Blockbuster says it is eliminating late fees on games and movies as of Jan. 1. The giant movie-rental company portrays it as its gift to the American consumer but skeptics note the change is not without its fine print.

Instead of charging late fees, Blockbuster says that from now on, if customers don't bring a game or movie back on time, they'll be charged the purchase price less any rental fees they've already paid.
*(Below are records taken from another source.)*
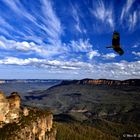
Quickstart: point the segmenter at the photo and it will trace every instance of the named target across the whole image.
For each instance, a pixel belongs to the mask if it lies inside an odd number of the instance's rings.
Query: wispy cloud
[[[105,59],[113,59],[116,56],[117,56],[117,54],[115,54],[115,53],[108,53],[108,54],[102,55],[102,57],[105,58]]]
[[[71,7],[72,7],[72,16],[73,19],[75,20],[75,25],[74,25],[75,29],[79,33],[86,33],[86,29],[82,25],[82,20],[84,20],[84,18],[82,18],[82,13],[80,8],[78,7],[78,5],[72,5]]]
[[[122,8],[120,22],[129,31],[134,31],[139,22],[139,6],[133,8],[136,0],[127,0],[124,7]]]
[[[140,46],[140,43],[136,43],[132,46],[132,48],[138,48]]]
[[[77,41],[72,40],[70,44],[68,44],[71,52],[90,52],[92,51],[92,44],[89,42],[89,39],[79,39]]]
[[[92,14],[102,22],[102,24],[109,25],[114,29],[113,9],[110,5],[105,5],[102,0],[98,0],[97,4],[91,10]]]
[[[138,21],[138,12],[134,11],[132,14],[129,15],[129,30],[132,31],[136,26]]]
[[[21,52],[35,52],[40,55],[47,55],[47,51],[44,47],[36,45],[34,42],[17,42],[14,40],[8,40],[3,36],[0,36],[0,48],[5,50],[18,50]]]
[[[41,0],[41,3],[44,15],[42,18],[44,22],[44,30],[48,35],[48,41],[56,45],[60,42],[60,37],[63,33],[61,22],[57,17],[50,0]]]
[[[132,51],[132,54],[136,55],[136,56],[139,56],[140,57],[140,52],[135,52],[135,51]]]
[[[98,50],[94,50],[94,51],[90,51],[90,52],[88,53],[88,56],[89,56],[89,59],[91,60],[91,59],[93,59],[93,57],[95,57],[95,56],[100,56],[100,53],[98,52]]]
[[[77,77],[84,78],[111,78],[111,79],[128,79],[140,78],[140,61],[127,62],[120,61],[119,63],[86,63],[73,61],[48,61],[46,59],[28,58],[20,59],[16,57],[6,57],[0,60],[1,65],[17,65],[17,66],[34,66],[42,70],[51,70],[52,73],[63,73],[63,76],[68,71],[77,74]],[[84,76],[84,77],[83,77]]]
[[[124,5],[122,12],[121,12],[121,21],[123,20],[123,18],[129,14],[129,11],[133,5],[135,0],[127,0],[126,4]]]

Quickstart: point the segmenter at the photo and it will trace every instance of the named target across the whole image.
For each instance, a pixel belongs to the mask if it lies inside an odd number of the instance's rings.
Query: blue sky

Or they can return it within 30 days and pay only a "restocking" fee.

"Doing away with late fees is the biggest and most important customer benefit we've ever offered in our company's history," John Antioco, Blockbuster chairman and chief executive, said. "So as of the first of the year, if our customers need an extra day or two with their movies and games, they can take it."
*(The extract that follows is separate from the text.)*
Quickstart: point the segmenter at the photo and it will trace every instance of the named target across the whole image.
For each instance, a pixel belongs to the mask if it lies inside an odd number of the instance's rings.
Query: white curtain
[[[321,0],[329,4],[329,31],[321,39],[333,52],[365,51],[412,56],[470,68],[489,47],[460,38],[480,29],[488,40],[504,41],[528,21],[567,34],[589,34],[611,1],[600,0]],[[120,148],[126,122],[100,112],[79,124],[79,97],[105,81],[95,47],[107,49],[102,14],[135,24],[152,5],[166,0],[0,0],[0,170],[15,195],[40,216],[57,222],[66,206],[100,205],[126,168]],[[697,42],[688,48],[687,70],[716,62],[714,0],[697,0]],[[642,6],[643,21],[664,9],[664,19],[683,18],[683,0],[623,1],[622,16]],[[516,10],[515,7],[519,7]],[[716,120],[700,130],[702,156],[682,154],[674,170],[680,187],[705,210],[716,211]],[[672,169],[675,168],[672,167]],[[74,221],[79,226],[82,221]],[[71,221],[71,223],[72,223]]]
"Blockbuster is a 20th Century business trying to survive for another few minutes while Amazon, TiVo and who knows what else corner the market on home entertainment," said James R. Hood, president. "Every Blockbuster store I've been in lately has been deserted."

Meanwhile, Antioco assured Wall Street investors the company has tested the program and found that "increased retail sales" -- including the purchase of overdue movies -- more than make up for the loss of late fees.

Blockbuster has been estimated to make $250 million to $300 million on late fees annually.

The company has more than 4,500 company-operated and participating franchised stores in the U.S.